Parmi les treize ONG sélectionnées pour notre échantillon, les répondants étaient choisis exclusivement sur deux critères : en premier lieu, ils devaient travailler ou avoir travaillé récemment pour une ONG. En deuxième lieu, leurs fonctions devaient les amener soit à gérer les ressources, soit à prendre les décisions au niveau des ressources, soit à connaître les processus relatifs aux ressources utilisés par leur organisation. Nous avons ainsi rencontré cinq logisticiens de six ONGI (il n’y a pas de logisticien dans les petites ONG et la fonction est assurée le plus souvent par le directeur de l’ONG, ce qui témoigne à quel point les ressources sont un domaine sensible); nous avons également eu vingt entrevues avec des gestionnaires au niveau des sièges ou des bureaux pays et huit entrevues avec des gestionnaires de terrain.

Comme il s’agit de professionnels choisis pour leur expertise professionnelle, leurs caractéristiques sociodémographiques importaient peu.
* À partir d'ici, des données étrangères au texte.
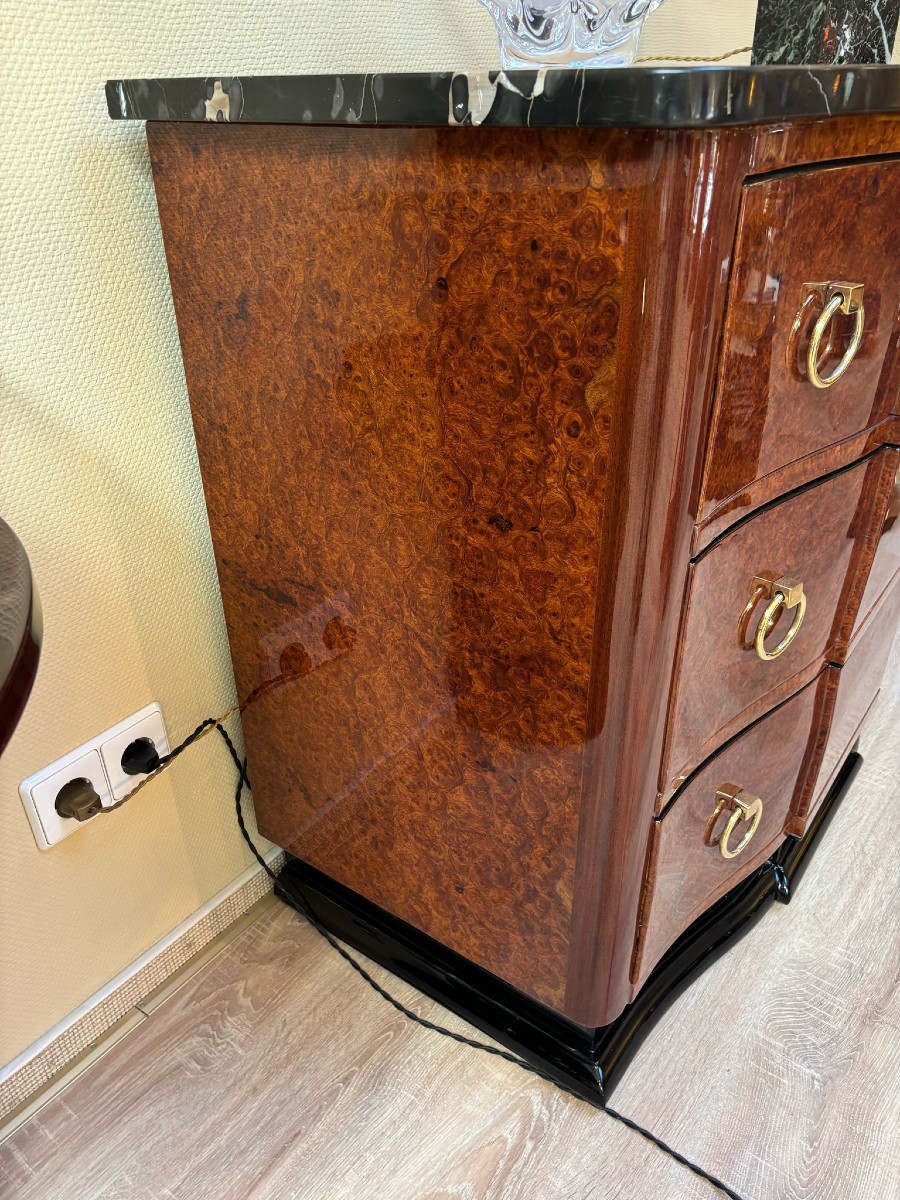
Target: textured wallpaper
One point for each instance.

Pour qu’une ONG soit conservée dans l’échantillon, le nombre minimum d’entrevues devait être de deux, ou bien nous devions disposer de documents suffisants pour pouvoir nous assurer de la fiabilité des données. De fait, dans toutes les grandes ONGI, nous avons eu entre trois et cinq entrevues, nous assurant ainsi du respect du principe de saturation. Pour les petites ONG, cela a été beaucoup plus difficile d’obtenir plus d’une entrevue, car les gestionnaires des petites ONG sont peu nombreux et prennent en charge de nombreuses

tâches. Par contre, ils touchent à tous les domaines de gestion et ils sont tous très au fait des processus de gestion des ressources. Le fait pour ces petites ONG de croiser diverses sources de données nous a permis également d’atteindre un certain niveau de saturation.